No one can have missed the inexorable rise in the use of social media for virtually every kind of interaction we experience in the modern world. From a few users 10 years ago there would appear to be now virtually every corner of the globe unaffected by it (except for maybe some long lost Amazonian tribes – lucky them).

Dentistry has not been slow to embrace this revolution, and as a mechanism of disseminating information world wide, sharing new techniques, and even asking advice about a case, then it there is no doubt that is it hugely helpful. Accessing social media though our smartphones is perhaps the most common application of this media, and it is thought that phones are now become part of the way in which we experience life, and how we form our memories. Certainly, creating a virtual scrapbook on our social media persona that shares with other people is something that will help you look back on events perhaps differently to how you did in the past.

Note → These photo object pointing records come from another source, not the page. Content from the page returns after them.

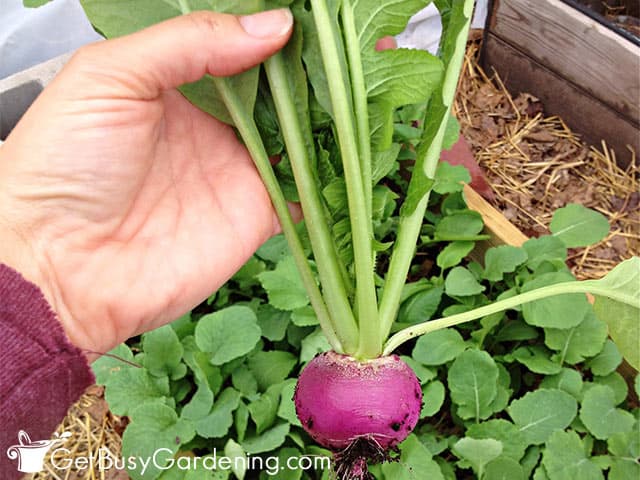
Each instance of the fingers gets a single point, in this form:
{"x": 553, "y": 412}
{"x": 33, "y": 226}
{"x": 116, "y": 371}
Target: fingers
{"x": 182, "y": 50}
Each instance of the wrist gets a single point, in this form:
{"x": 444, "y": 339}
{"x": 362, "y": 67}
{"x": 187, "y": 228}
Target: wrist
{"x": 19, "y": 254}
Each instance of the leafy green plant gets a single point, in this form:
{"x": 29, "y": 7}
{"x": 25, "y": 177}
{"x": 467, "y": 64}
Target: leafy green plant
{"x": 359, "y": 134}
{"x": 521, "y": 393}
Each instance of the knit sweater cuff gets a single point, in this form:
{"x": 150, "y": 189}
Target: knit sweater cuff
{"x": 42, "y": 373}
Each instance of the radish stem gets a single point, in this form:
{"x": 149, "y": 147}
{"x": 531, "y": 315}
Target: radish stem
{"x": 558, "y": 289}
{"x": 249, "y": 131}
{"x": 366, "y": 302}
{"x": 410, "y": 224}
{"x": 324, "y": 250}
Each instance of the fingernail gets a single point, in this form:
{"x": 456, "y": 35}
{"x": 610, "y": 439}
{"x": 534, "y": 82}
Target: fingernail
{"x": 272, "y": 23}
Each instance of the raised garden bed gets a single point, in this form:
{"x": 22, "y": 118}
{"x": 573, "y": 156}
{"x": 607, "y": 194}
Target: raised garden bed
{"x": 579, "y": 67}
{"x": 513, "y": 351}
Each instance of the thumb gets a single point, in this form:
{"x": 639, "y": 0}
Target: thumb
{"x": 181, "y": 50}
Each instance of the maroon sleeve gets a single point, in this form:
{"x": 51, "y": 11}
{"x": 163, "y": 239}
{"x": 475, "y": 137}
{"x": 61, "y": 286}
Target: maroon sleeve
{"x": 41, "y": 373}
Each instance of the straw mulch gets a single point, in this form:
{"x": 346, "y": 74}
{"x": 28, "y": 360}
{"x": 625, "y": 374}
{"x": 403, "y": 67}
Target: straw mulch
{"x": 535, "y": 165}
{"x": 93, "y": 428}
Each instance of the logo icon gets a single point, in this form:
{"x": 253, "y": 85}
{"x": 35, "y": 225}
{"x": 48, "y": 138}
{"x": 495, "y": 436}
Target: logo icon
{"x": 30, "y": 454}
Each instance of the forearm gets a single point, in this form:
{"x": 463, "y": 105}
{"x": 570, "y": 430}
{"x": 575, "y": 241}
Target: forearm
{"x": 42, "y": 373}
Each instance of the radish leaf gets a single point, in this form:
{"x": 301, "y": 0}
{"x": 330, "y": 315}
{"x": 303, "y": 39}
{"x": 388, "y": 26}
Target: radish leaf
{"x": 578, "y": 226}
{"x": 114, "y": 19}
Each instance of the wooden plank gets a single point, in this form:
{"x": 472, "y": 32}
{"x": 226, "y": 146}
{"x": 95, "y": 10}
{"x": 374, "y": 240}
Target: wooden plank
{"x": 583, "y": 113}
{"x": 501, "y": 230}
{"x": 575, "y": 46}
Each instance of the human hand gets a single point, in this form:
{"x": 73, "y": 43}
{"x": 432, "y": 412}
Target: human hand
{"x": 123, "y": 202}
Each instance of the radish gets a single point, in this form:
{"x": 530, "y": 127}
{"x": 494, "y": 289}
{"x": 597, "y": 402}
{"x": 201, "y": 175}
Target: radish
{"x": 360, "y": 410}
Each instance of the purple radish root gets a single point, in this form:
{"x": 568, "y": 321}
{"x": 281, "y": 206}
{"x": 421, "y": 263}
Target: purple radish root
{"x": 359, "y": 410}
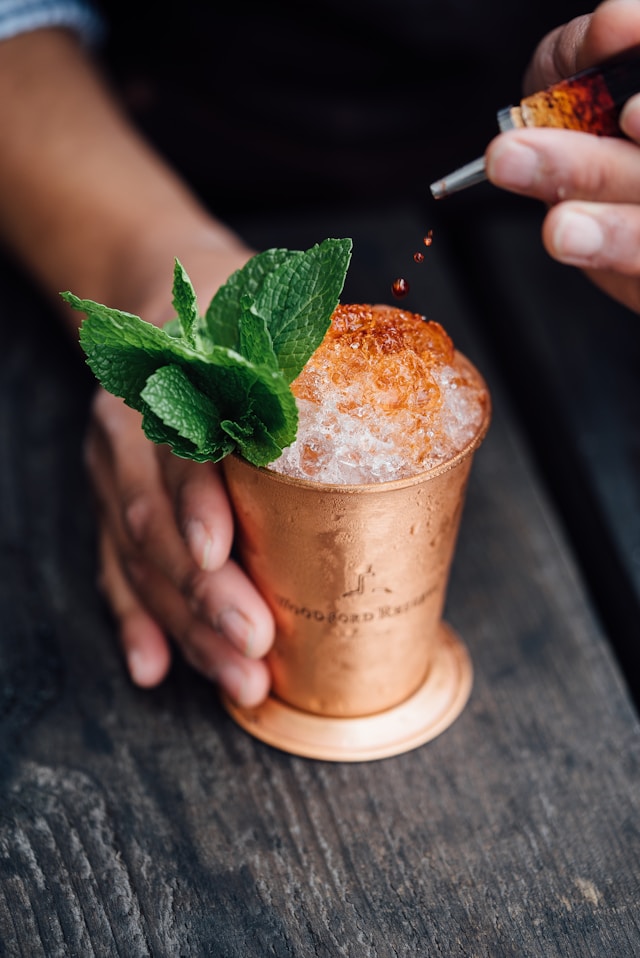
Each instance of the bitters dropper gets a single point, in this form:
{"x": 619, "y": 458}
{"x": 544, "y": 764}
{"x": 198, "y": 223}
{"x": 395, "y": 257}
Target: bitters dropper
{"x": 590, "y": 100}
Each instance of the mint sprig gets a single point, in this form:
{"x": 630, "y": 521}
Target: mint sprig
{"x": 210, "y": 384}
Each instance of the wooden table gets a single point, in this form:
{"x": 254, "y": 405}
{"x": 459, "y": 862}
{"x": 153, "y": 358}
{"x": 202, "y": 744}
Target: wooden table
{"x": 146, "y": 823}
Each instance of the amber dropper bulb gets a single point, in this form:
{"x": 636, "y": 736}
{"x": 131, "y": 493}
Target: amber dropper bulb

But I worry that some people don’t understand the dangers of social media enough. I’ve written about this before on this blog, and the majority of what I said then holds true now. But there now seem to be some people who take the whole social media thing to be a benchmark by which they should measure their own lives against. There is a relatively new Facebook group called ‘Mental Dental’ which was set up to help dentists with some of the challenging mental health issues that can occur in our profession. Personally as someone who has suffered mental health issues in the past, I think it’s a pretty crass title, but the ethos of the group is actually a pretty good one. Whilst much of the time it might be seen as a moaning forum, there are some quite worrying threads that appear from time to time, and it may be that having this type of forum is beneficial to those wanting to ask advice, or just offload anonymously.

However, one of the recent threads that drew my attention was a post about how a practitioner felt he or she was so unsuccessful when compared to all the other dentists who were posting their personal and professional successes all over social media. This concern was so great in this practitioners mind that they were considering leaving the profession because of it. There has always been a degree of ‘Keeping up with the Jones’s’ in all aspects of our lives, and until one becomes satisfied with themselves as a person, there might always be a tendency to search for success via the medium of materialistic gains. However, what struck me in this case was what appears to be the sheer despair this person was feeling, and all as a result of what some people post on social media.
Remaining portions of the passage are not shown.